5. Trombosis venosa esplácnica asociada a cáncer >>
Es bien conocido que la trombosis asociada al cáncer se complica con una mayor frecuencia que la trombosis no asociada al cáncer, de forma que se ha descrito el triple de recidivas y el doble de hemorragias mayores. La comparación de las TVE y el TEV asociados al cáncer (sólido) se realizó en un estudio internacional en el que se incluyeron 132 pacientes en cada cohorte [10]. Las venas esplácnicas más frecuentemente afectas fueron la porta (79,6%) y las mesentéricas (31,1%), con una afectación múltiple en el 27,3% de los pacientes. Los pacientes con TVE tenían menos frecuentemente una enfermedad metastásica (36,1 frente a 72,5%) o recibían con menor frecuencia una terapia antineoplásica en el momento del diagnóstico de la trombosis (29,6 frente a 64,9%), y la mayoría de los tumores eran hepatobiliares y pancreáticos en el grupo de TVE. El debut en forma de carcinomatosis peritoneal era similar en ambas cohortes de pacientes (12,6% en los pacientes con TVE y 14,4% en los pacientes con TEV).
Curiosamente, solo el 68,9% de los pacientes con TVE recibieron tratamiento anticoagulante en comparación con el 99,2% de los pacientes con TEV, un 46,2% con HBPM y un 22,7% con AVK, ninguno con ACOD. La duración del tratamiento era superior en los pacientes con TEV (11,0 meses) que en los pacientes con TVE (6,0 meses). En relación con los eventos a los 6 meses, no hubo diferencias en cuanto a la incidencia de recidivas trombóticas (3,1 frente a 4,7% en los pacientes con TVE y TEV, respectivamente), hemorragias mayores (2,0 frente a 3,9%) y mortalidad global (30,3 frente a 26,5%). Los eventos a los 12 meses fueron también similares entre las dos cohortes. En cuanto a la mortalidad global, la causa más frecuente en las dos cohortes fue la progresión del cáncer (que suponía el 69,2 y el 72,7% en las cohortes de TVE y TEV, respectivamente), siendo muy poco frecuente la causa vascular (venosa o arterial) o la hemorragia como causa de defunción.

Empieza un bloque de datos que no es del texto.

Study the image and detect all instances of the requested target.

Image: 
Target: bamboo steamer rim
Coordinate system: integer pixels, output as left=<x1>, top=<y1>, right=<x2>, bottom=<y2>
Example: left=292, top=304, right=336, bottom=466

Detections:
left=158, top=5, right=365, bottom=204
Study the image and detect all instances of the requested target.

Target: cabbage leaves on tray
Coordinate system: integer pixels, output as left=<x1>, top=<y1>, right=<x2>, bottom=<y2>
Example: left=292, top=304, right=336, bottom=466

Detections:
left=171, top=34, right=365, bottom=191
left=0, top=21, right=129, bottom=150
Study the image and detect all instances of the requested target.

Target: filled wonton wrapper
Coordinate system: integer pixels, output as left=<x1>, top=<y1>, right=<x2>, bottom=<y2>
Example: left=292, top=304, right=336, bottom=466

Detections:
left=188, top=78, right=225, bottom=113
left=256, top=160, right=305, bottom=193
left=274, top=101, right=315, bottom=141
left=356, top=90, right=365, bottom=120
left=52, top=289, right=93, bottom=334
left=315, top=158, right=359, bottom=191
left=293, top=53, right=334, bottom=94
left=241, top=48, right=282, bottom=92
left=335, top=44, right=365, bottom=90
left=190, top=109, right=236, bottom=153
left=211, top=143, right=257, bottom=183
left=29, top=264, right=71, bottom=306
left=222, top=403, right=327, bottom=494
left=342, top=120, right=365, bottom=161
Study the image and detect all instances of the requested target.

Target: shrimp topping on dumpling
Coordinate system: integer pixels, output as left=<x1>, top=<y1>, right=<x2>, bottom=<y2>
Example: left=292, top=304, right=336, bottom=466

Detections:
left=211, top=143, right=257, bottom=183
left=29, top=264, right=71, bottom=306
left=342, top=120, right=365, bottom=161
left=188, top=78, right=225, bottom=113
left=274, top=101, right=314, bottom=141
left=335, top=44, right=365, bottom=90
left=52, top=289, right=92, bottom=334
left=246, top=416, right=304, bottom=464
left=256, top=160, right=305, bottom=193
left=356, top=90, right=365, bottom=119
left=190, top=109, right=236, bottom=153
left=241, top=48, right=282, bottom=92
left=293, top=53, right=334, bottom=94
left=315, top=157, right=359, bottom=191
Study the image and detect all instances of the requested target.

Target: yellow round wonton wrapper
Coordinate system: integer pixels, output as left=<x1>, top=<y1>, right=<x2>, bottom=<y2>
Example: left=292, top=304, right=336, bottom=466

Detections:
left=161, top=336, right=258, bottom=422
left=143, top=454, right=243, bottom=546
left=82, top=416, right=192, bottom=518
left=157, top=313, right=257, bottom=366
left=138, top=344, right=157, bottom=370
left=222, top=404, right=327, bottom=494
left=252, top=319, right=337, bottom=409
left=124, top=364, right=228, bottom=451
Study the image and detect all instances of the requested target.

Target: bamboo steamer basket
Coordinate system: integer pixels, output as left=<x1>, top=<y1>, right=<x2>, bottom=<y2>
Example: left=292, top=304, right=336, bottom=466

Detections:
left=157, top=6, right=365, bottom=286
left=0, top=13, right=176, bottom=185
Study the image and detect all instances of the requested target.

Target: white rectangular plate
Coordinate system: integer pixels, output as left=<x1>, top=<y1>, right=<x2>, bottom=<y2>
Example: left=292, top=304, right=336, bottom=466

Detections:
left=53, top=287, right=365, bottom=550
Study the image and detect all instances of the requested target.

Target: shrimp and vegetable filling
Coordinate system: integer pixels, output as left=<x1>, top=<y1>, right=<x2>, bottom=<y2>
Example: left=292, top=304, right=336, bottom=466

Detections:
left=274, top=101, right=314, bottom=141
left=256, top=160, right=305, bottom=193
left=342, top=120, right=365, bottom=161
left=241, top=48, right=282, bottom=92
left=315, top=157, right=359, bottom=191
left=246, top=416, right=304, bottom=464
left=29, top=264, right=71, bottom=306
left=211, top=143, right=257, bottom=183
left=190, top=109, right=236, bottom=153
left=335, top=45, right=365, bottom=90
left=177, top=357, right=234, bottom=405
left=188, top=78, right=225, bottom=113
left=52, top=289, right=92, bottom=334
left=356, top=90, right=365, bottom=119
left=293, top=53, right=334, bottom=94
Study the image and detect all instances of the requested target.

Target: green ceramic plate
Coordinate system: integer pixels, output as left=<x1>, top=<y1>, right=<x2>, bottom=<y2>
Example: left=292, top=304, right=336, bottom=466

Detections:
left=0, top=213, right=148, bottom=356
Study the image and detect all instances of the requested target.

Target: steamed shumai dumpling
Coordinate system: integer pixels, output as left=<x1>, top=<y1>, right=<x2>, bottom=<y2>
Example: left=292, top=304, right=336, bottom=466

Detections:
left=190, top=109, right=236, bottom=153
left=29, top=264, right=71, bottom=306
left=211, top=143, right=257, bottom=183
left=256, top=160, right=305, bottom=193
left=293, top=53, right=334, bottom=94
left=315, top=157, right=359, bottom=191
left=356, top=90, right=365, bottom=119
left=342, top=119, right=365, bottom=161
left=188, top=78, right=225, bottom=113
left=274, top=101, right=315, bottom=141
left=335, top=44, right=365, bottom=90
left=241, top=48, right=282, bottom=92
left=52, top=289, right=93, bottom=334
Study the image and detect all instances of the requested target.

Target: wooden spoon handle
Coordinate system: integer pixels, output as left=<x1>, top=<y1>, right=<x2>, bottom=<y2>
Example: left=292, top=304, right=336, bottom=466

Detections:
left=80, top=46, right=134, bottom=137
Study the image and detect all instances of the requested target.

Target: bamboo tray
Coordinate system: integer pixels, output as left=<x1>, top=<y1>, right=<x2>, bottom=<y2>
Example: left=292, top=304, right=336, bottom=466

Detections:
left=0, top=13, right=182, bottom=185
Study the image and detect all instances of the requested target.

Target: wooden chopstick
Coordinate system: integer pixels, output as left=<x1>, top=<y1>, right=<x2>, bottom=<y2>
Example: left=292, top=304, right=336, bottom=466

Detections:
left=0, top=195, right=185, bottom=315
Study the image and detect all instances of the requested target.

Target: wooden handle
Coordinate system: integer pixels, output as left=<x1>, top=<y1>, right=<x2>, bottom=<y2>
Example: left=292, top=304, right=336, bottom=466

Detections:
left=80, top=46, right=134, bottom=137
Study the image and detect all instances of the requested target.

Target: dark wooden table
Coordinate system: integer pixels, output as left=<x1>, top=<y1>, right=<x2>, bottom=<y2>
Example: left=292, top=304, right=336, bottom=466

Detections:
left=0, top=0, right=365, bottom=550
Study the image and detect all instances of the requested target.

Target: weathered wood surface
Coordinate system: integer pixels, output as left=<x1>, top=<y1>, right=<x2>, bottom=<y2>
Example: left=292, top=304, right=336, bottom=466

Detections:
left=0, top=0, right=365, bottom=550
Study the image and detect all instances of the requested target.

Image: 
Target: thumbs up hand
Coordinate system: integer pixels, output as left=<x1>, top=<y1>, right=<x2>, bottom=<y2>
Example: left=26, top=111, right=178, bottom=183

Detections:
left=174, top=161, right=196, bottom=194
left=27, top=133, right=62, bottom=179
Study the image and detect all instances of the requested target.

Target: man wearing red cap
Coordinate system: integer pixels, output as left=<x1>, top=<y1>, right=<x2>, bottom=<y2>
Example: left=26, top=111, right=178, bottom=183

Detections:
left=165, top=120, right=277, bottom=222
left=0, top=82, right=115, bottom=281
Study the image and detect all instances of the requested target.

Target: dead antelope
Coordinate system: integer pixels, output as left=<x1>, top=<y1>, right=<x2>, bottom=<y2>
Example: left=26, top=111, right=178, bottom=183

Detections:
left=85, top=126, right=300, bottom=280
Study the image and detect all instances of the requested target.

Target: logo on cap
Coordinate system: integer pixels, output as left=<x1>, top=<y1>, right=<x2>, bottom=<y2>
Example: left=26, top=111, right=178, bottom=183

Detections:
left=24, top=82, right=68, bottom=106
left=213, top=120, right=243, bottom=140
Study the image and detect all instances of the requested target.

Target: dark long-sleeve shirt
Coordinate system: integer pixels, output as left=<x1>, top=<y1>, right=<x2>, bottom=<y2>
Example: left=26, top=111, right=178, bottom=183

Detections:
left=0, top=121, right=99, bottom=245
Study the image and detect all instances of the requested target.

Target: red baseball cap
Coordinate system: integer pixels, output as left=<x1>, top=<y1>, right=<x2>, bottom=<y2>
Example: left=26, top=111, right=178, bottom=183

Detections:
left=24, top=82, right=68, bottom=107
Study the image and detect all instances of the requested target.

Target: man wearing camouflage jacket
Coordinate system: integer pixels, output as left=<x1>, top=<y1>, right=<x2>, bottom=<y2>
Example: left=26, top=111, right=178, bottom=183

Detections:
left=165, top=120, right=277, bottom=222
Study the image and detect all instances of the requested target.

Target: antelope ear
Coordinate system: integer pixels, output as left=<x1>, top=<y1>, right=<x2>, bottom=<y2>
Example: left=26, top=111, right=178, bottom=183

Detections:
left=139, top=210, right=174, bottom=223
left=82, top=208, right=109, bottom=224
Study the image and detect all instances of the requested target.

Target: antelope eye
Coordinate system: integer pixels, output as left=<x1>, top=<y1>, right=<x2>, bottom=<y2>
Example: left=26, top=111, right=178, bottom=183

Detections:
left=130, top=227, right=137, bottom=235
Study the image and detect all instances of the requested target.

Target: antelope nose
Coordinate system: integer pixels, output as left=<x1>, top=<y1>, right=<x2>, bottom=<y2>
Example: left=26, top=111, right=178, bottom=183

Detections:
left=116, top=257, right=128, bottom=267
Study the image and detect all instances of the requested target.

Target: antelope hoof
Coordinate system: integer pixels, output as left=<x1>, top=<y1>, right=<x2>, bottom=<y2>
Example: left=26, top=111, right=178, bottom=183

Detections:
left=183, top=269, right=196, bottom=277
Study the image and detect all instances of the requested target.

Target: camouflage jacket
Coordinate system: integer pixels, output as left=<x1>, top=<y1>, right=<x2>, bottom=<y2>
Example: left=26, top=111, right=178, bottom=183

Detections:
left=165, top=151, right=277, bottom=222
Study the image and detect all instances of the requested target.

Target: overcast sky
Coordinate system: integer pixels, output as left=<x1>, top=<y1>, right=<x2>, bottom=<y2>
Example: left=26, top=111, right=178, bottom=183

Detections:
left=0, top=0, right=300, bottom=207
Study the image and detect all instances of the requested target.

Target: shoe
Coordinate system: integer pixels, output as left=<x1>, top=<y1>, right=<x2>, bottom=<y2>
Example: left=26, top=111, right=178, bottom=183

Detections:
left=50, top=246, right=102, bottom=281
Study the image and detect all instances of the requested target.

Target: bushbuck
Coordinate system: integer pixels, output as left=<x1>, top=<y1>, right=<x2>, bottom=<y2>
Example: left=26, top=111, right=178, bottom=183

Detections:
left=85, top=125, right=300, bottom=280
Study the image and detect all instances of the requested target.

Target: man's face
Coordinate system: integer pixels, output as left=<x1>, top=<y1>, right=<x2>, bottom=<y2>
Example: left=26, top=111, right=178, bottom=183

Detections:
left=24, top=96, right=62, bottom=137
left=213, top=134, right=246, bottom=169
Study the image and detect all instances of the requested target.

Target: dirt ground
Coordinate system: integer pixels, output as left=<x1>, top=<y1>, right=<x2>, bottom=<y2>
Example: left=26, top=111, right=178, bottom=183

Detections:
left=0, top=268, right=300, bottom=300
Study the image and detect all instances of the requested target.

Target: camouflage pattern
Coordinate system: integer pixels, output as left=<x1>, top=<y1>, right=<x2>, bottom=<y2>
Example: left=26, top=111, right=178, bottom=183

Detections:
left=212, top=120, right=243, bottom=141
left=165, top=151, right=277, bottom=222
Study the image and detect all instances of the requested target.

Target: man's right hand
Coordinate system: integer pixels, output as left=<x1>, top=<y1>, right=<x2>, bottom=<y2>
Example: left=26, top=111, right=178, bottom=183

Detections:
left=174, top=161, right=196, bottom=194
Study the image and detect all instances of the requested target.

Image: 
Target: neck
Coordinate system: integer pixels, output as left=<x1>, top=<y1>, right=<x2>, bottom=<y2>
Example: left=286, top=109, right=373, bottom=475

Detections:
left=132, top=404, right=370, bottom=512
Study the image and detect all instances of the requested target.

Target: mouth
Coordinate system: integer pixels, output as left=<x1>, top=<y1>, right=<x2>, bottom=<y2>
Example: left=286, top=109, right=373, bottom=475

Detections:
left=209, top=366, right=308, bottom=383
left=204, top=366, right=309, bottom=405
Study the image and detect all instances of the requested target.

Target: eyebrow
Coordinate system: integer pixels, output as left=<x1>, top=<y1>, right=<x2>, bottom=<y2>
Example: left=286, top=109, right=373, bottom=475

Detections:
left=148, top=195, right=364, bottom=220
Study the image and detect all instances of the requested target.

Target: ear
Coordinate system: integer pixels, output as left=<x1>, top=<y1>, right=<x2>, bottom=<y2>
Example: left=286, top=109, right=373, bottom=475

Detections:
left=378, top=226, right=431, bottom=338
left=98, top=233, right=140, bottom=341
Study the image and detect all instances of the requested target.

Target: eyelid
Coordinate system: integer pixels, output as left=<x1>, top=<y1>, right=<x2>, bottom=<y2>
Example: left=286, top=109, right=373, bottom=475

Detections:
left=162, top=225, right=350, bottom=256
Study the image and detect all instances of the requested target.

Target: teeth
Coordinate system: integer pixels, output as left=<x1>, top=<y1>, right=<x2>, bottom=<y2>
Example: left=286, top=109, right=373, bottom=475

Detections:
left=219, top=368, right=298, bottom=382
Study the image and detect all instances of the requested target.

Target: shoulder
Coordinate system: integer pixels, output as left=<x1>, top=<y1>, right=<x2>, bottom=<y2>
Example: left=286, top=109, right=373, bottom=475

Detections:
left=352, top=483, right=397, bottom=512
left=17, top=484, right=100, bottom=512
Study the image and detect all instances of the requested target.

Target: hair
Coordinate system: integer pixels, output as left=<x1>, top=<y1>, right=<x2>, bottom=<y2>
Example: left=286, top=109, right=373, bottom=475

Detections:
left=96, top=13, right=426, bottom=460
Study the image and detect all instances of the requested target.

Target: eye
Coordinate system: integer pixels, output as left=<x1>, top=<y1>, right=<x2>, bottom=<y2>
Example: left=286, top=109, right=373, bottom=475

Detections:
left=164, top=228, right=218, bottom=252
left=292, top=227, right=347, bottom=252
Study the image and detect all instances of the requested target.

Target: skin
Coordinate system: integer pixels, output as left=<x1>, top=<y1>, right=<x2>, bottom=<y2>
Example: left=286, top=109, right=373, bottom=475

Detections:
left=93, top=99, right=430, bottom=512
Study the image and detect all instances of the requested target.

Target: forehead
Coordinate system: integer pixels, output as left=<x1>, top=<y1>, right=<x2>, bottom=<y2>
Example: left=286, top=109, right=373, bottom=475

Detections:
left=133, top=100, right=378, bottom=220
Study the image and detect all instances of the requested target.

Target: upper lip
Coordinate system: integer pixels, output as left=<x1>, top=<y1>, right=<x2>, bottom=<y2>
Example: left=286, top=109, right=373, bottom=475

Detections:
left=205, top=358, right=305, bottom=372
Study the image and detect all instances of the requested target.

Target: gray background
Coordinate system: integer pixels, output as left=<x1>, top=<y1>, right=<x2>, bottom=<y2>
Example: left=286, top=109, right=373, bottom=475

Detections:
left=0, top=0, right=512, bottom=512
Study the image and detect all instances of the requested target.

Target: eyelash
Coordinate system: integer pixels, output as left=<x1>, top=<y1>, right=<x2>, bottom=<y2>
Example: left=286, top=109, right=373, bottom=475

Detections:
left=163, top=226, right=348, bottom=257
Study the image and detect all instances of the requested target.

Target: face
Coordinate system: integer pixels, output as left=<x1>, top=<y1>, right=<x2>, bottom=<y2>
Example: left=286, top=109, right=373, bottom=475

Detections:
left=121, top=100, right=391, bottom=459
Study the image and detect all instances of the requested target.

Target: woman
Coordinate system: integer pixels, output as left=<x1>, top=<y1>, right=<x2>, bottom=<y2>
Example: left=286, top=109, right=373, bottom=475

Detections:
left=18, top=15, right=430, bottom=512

Salvo contraindicación, los pacientes con TVE asociada a cáncer deben recibir tratamiento anticoagulante, dado que se ha demostrado que reduce las recidivas de TEV, las hemorragias mayores y la mortalidad, así como mejora las tasas de recanalización venosa. Actualmente, se considera que la pauta terapéutica debe ser similar a la de los pacientes con trombosis venosa profunda (TVP) o embolia pulmonar (EP), de forma que durante la fase aguda se puede emplear una HBPM o un ACOD.